No - as others have mentioned, you'll have undefined behaviour due to both MyStruct potentially having different alignment than size_t
, and due to aliasing (you can only safely reinterpret_cast
the size_t
through char*
, unsigned char*
or std::byte*
). As of C++20, std::bitcast
is the recommended way to do this: std::bitcast<size_t>(some_MyStruct_object)
.
While the above's already been said by Red.Wave and nielsen, Red.Wave mentioned:
This will modify the result in case std::hash on built-in integrals is anything other than identity.
In practice, std::hash<size_t>
- to be best of my knowledge - is an identity hash function in clang, GCC, and MSVC++. Certainly in current and all vaguely recent versions of clang and GCC (I've just rechecked on godbolt). Thankfully they use prime numbers for bucket count, so it doesn't matter. But MSVC++ has historically (and I imagine still, but godbolt won't execute code under MSVC++) used powers-of-two for bucket count, so it does matter.
On MSVC++ and any other implementation with power-of-two bucket count, the simple bitcast approach will create terrible hash table collisions. When the hash function returns a number it is folded into the bucket_count by masking with the number of buckets - 1, which effectively only uses however many of the least-significant bits are necessary to identify a bucket (for 64 buckets -> 6 bits, for 128 buckets -> 7 bits etc.).
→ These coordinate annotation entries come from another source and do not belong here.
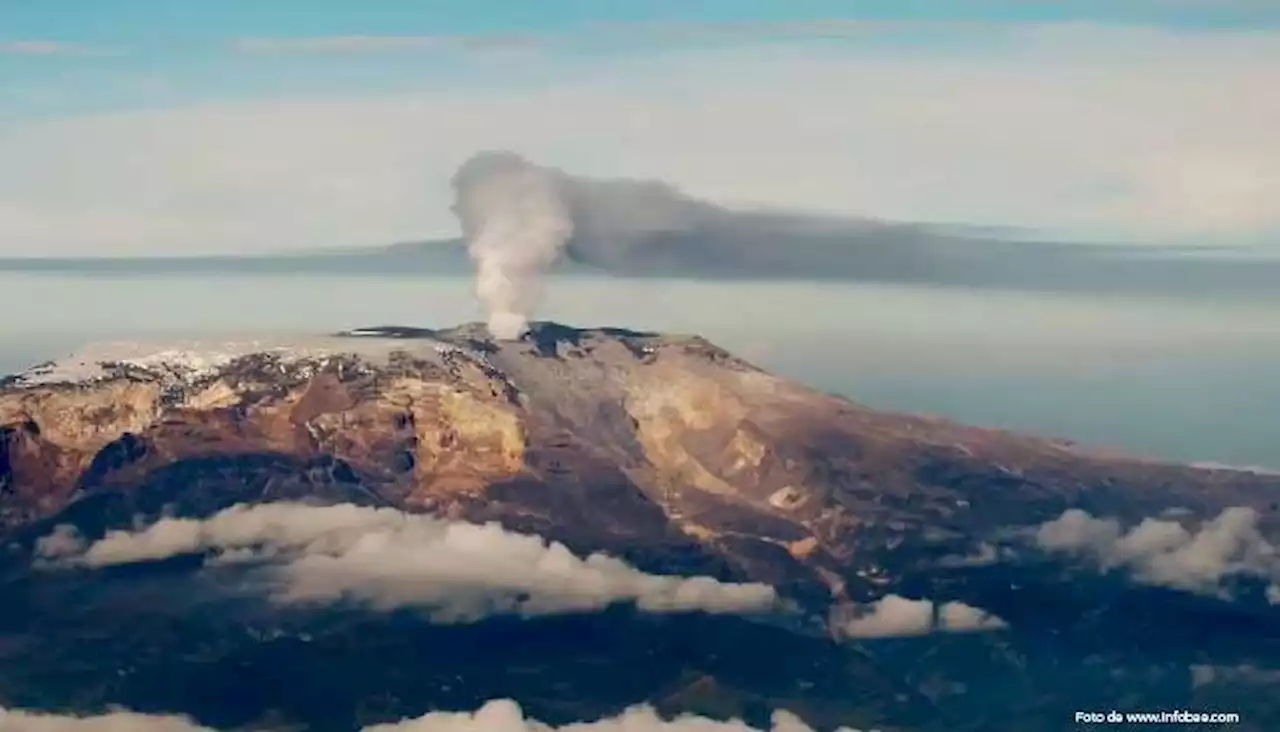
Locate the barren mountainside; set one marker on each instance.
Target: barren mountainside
(662, 448)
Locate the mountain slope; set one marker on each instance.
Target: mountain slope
(663, 451)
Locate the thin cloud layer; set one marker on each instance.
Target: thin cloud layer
(894, 616)
(506, 716)
(1074, 128)
(497, 716)
(1165, 553)
(389, 559)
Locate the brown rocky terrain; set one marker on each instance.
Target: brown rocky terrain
(663, 449)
To try to make this clearer, say your MyStruct
object has values {ab, cd, ef, gh, ij, pad1, pad2, pad3} - where the two-letter combinations represent 2-digit hex value representations of your uint8_t
s, and your hash table bucket_count is currently 256. You hash your object and end up with - it your system is little endian - FFFF'FFij'ghef'cdab. Then you mask out the low order 8 bits to get a 0..255 bucket index. Only that byte - ab - from your MyStruct
object will affect the bucket you hash/mask to. If your data was {1, 2, 3, 4, 5}, {1, 202, 18, 48, 2}, {1, 7, 27, 87, 85}, {1, 48, 26, 58, 16} -> all those entries would collide at bucket 1. Your hash table then performs like a linked list. If - with your endianness - padding bytes are moved into less signficant bit positions in the size_t
, they won't contribute in the slightest to randomise/dispersing your bucket usage.
While it's reasonable to first generate a size_t
value from MyStruct
with a bitcast
, you may want to then perform some actual, meaningful hashing on it. As mentioned, you typically can't simply invoke std::hash<size_t>()
on it, as that's often an identity hash. So, find an SO question or reference with a decent hash for size_t
, or use something like the the Intel CRC instruction _mm_crc32_u64
.
(Because these things are tricky and implementation choices sometimes surprising, when you have reason to care about performance, it's generally a good idea to measure collision chain lengths with your data and hash function, to ensure you don't have unexpected collision rates.)